Alasan MK Tolak Permohonan OC Kaligis Soal Aturan Remisi

Pasal 14 ayat (1) huruf i UU 12/1995 tidak bersifat multitafsir dan diskriminatif, sehingga dalil Pemohon yang menyatakan norma a quo bertentangan dengan Pasal 28J ayat (1) UUD 1945 adalah tidak beralasan menurut hukum.

Agus Sahbani
Bacaan 4 Menit

Pengaturan hak narapidana bentuk kehadiran negara dalam upaya melindungi warga negaranya sekalipun berstatus sebagai narapidana. Artinya, negara bersikap proaktif untuk memberi kebebasan dan keistimewaan tertentu yang ditetapkan dan ditegakkan seperangkat aturan hukum.

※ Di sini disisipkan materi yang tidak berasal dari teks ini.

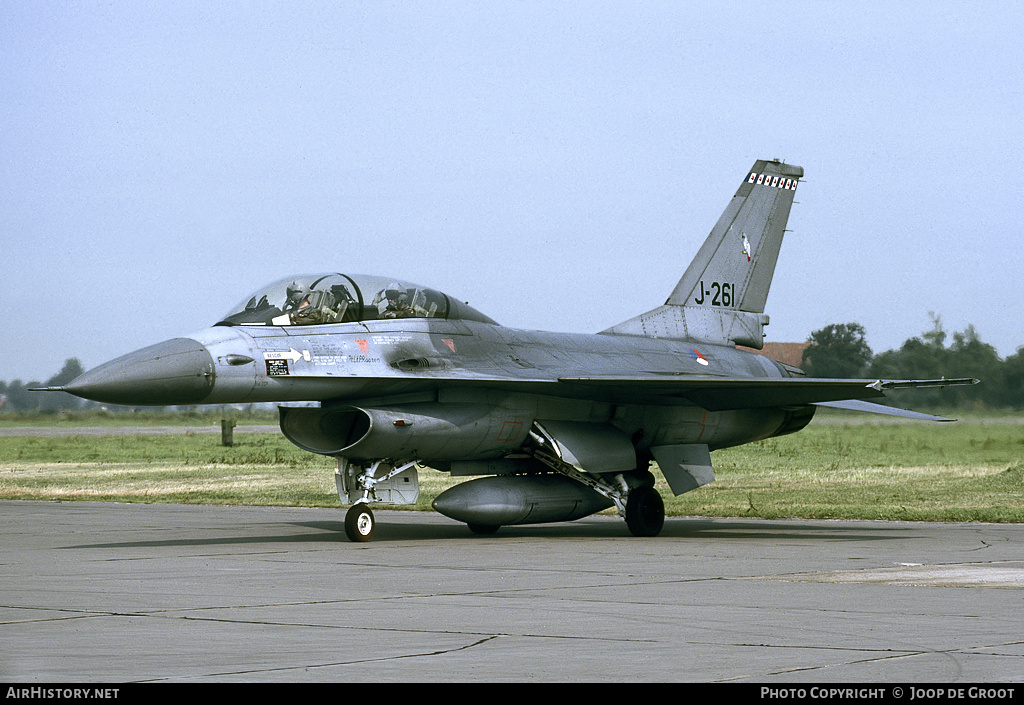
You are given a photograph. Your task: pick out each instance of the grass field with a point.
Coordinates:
(971, 470)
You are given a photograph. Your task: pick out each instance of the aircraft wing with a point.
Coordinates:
(722, 394)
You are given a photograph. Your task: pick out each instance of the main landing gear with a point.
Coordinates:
(644, 511)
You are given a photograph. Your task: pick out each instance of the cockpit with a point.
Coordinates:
(326, 298)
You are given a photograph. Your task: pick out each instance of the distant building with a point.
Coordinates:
(785, 353)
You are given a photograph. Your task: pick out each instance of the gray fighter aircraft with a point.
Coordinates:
(554, 426)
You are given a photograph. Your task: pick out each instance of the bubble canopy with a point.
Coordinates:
(329, 298)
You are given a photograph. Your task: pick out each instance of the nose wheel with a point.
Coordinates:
(359, 523)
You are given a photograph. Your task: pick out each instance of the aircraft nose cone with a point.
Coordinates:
(176, 371)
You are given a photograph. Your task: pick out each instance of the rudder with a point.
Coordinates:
(721, 296)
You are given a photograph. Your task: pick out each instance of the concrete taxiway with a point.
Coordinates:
(95, 591)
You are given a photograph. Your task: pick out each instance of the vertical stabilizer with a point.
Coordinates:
(721, 296)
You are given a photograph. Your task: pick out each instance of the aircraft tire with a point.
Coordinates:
(359, 523)
(644, 511)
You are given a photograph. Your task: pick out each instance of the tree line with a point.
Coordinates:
(836, 350)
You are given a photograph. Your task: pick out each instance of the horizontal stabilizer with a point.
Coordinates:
(868, 407)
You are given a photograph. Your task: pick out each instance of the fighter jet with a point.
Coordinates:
(389, 377)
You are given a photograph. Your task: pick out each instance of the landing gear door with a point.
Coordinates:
(685, 467)
(594, 448)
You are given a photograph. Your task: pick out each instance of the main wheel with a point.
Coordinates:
(359, 523)
(644, 511)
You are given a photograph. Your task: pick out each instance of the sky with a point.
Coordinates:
(554, 164)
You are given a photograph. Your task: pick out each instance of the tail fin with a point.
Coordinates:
(721, 297)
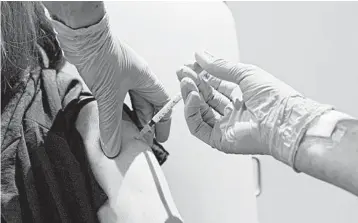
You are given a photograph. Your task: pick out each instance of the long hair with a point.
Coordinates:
(24, 27)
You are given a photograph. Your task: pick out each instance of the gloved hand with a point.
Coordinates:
(271, 117)
(111, 69)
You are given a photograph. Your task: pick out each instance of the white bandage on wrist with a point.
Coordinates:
(289, 122)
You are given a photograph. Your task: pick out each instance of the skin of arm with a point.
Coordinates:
(332, 158)
(133, 181)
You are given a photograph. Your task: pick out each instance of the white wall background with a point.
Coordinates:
(207, 186)
(312, 46)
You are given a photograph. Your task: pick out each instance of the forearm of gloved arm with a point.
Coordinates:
(97, 57)
(331, 157)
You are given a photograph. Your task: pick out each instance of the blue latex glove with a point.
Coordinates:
(111, 69)
(271, 118)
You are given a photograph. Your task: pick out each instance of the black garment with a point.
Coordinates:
(46, 176)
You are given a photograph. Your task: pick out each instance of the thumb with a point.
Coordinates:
(220, 68)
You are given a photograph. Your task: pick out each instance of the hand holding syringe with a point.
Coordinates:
(157, 117)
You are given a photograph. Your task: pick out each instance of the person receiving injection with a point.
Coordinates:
(271, 119)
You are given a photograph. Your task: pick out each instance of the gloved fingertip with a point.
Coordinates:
(187, 85)
(179, 73)
(204, 58)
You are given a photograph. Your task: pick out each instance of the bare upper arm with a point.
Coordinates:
(134, 182)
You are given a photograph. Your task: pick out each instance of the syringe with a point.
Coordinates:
(162, 112)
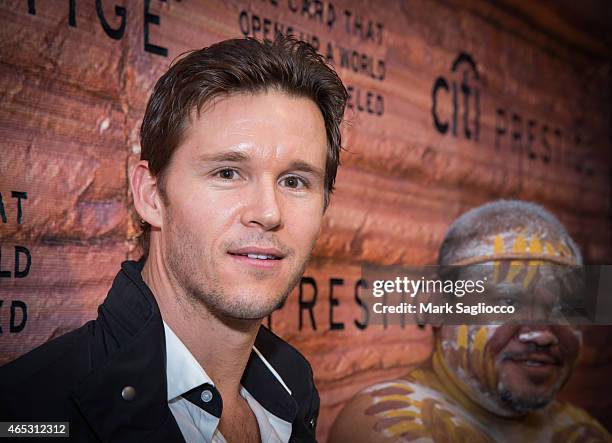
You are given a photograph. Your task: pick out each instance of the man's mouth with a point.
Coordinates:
(260, 256)
(534, 361)
(257, 253)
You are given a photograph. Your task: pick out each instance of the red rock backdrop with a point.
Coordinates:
(452, 104)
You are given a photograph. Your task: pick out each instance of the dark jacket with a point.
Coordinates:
(79, 377)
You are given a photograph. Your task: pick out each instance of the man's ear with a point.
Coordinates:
(146, 196)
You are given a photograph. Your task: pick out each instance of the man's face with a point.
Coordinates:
(512, 368)
(244, 201)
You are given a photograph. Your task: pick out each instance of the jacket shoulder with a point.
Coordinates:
(284, 358)
(54, 358)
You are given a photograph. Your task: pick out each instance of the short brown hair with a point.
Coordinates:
(239, 66)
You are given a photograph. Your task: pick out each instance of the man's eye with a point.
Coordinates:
(227, 174)
(293, 182)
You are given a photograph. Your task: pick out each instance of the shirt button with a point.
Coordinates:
(206, 396)
(128, 393)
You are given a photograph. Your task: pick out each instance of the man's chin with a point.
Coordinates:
(524, 401)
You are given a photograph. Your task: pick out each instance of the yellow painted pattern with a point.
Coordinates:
(520, 246)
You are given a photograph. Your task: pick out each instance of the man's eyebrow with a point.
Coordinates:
(299, 165)
(227, 156)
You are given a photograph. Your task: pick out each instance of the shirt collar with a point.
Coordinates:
(183, 371)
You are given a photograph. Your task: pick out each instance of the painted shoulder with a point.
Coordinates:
(575, 424)
(413, 409)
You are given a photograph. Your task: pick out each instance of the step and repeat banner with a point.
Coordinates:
(450, 106)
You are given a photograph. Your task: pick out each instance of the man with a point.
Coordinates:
(492, 383)
(240, 147)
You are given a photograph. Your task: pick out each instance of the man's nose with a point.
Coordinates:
(540, 336)
(262, 208)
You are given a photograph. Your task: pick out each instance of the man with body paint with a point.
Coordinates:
(490, 383)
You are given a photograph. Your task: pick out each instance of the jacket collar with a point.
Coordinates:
(128, 349)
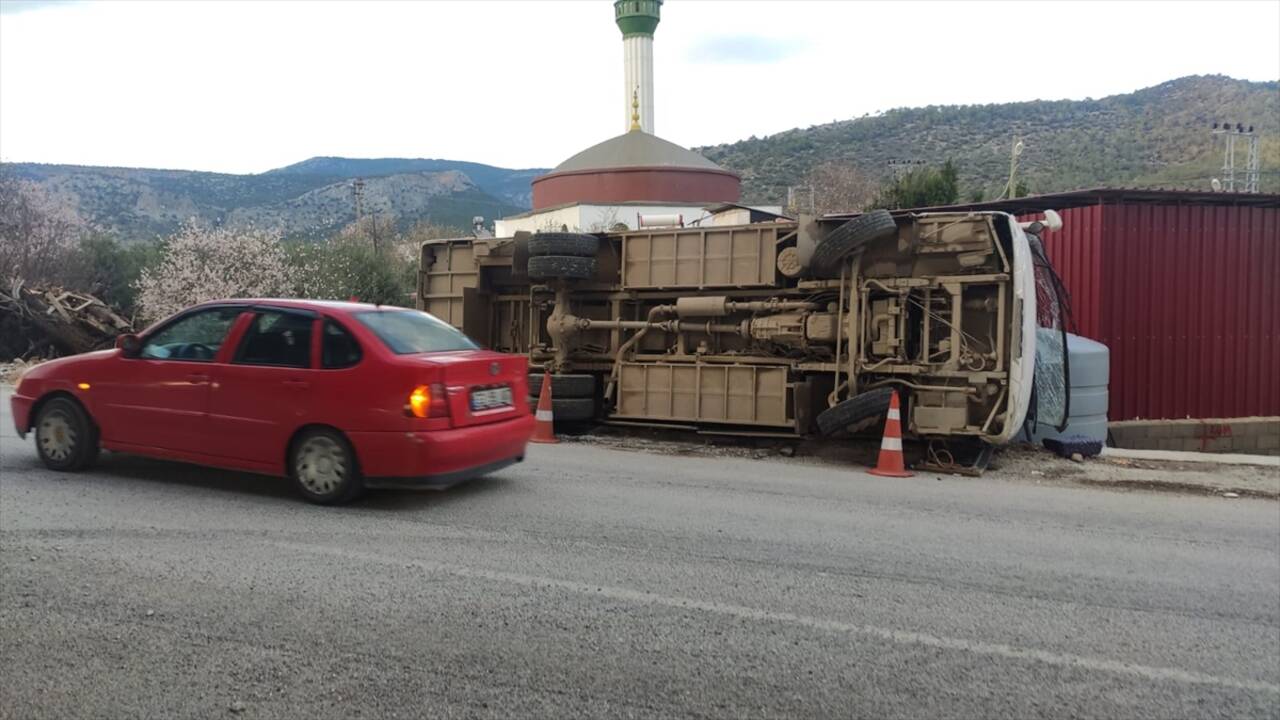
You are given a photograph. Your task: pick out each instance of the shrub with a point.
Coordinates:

“Karena pemohon merupakan subjek hak, in casu hak remisi, maka rumusan norma yang isinya hanya memuat rincian tentang hak-hak narapidana (termasuk pemohon) menurut Mahkamah tidak mungkin ditafsirkan lain selain apa yang tersurat dalam rumusan norma a quo. Dengan demikian, Mahkamah kembali menegaskan Pasal 14 ayat (1) huruf i UU 12/1995 tidak bersifat multitafsir dan diskriminatif, sehingga dalil Pemohon yang menyatakan norma a quo bertentangan dengan Pasal 28J ayat (1) UUD 1945 adalah tidak beralasan menurut hukum,” demikian bunyi pertimbangan Mahkamah. 

Pemohon juga mendalilkan akibat berlakunya Pasal 14 ayat (1) huruf i UU Pemasyarakatan yang bersifat multitafsir telah membuka ruang adanya campur tangan pihak lain dalam penentuan pemberian hak remisi bagi narapidana yang lebih ketat dan oleh karenanya bertentangan dengan Pasal 28J ayat (1) UUD 1945. 

Menurut Mahkamah, permasalahan demikian bukan karena inkonstitusionalnya norma dalam UU Pemasyarakatan yang dimohonkan pengujian, melainkan persoalan implementasi norma yang dialami pemohon terkait mekanisme pemberian remisi sebagaimana diatur UU Pemasyarakatan yang dikaitkan salah satu peraturan pemerintah yang mensyaratkan setiap narapidana tindak pidana korupsi harus mendapatkan predikat sebagai justice collaborator untuk mendapatkan hak remisi. 

Kewenangan lapas 

Mahkamah juga menegaskan kewenangan memberi remisi menjadi otoritas penuh lembaga pemasyarakatan (lapas) yang dalam tugas pembinaan terhadap warga binaannya tidak bisa diintervensi lembaga lain. Apalagi bentuk campur tangan yang justru akan bertolak belakang dengan semangat pembinaan warga binaan. Artinya, lembaga pemasyarakatan dalam memberi penilaian bagi setiap narapidana untuk dapat diberikan hak remisi harus dimulai sejak yang bersangkutan menyandang status warga binaan, dan bukan masih dikaitkan dengan hal-hal lain sebelumnya. 

Apapun jenis tindak pidana yang dilakukan seorang terdakwa maupun hal-hal yang meliputi dengan perbuatan yang dilakukan, seharusnya sudah selesai ketika secara komperehensif telah dipertimbangkan secara hukum dalam putusan pengadilan yang berakhir pada jenis dan masa pidana yang dijatuhkan (strafmaat) oleh hakim.

Bagi terpidana yang menjalani pidana sebagai warga binaan akan memasuki babak kehidupan baru untuk menjalani pidana dalam rangka proses untuk dikembalikan di tengah masyarakat dengan hak-haknya yang harus dipenuhi tanpa ada pengecualian, sepanjang syarat-syarat pokok sebagaimana ditentukan dalam UU Pemasyarakatan terpenuhi. 

“Dalam konteks penjelasan suatu norma, penjelasan sebuah undang-undang juga tidak boleh menambahkan norma baru. Apalagi menambah persyaratan yang tidak sejalan dengan norma pokok yang terdapat dalam undang-undang yang bersangkutan.”